Tuesday, August 5, 2008
Friday, August 1, 2008
When I first heard about the hiring of Tambellini as GM of the Oilers I was surprised to hear about it and instantly a couple questions came to mind.
Is Tambellini the replacement of Kevin Lowe or a compliment to Kevin Lowe?
Every quote I find indicates to me that its more of the latter.
Quote from Tambellini (per TSN.ca)
"This is a management team". "We're going to work together as a group. I don't want Kevin Lowe going anywhere. He's one of the reasons that I came here. He'll be involved as much as he wants to be involved and I look forward to that."
"We all like to think that titles are irrelevant," says Lowe. "We want to just get the job done collectively as a team so that the Oilers organization can be successful."

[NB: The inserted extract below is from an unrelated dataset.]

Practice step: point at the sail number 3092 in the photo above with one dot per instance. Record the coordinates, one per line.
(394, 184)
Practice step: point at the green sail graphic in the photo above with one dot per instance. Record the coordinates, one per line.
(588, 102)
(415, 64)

"Steve will end up doing more of the day-to-day stuff of the General Manager's role, which is a lot. That's what was wearing me down personally. The major decisions are going to be made collectively with the management group with me ultimately having the final say."
Based on these quotes, to me Katz wanted to add a top-end NHL mind to the management team and the shuffle of positions was done to allow Tambellini to come on board. To me, KLo still has the power but will be less involved in negotiations and more involved in decisions (with the input of Tambellini and the team). This is Katz' second stamp on the team and a good one. Not that I'm an expert on this but you dont become a billionare by working for yourself. There just isnt enough time. You make decisions (alone or as a group) and have capable people implement them. Running an NHL team is an increasingly harder job each year and a cohesive team is a more effective than one person. A management team can self destruct quite easily but given that KLo and Tambellini have worked together before (as shown in the photo of the 2002 Olympics) the risk of this happening should be minimal. Overall, I see this as a positive.
How good is Tambellini as a GM?
This one will have to be answered over time. My preference was to add Doug Armstrong who had a proven record but he was hired by St Louis months ago and I never considered Tambelli an option. The Canucks have been unable to make the right moves to take the next step as a franchise. Before the lockout, the Canucks were unable to add the pieces to make a push when the had a strong team led by Naslund-Bertuzzi-Morrison. More recently, they've had the best goaltender in the league but been unable field a decent lineup in front of him. Is that a reflection of Tambellini? I dont think you can fairly pinpoint that on him if he isn't the man in charge. I wonder if the name Rich Winter ever entered discussions ...
One of the reasons I started blogging was so that I could help track my opinions and changes in Oilers direction. This is a fairly significant change and it will be interesting to see how it pans out.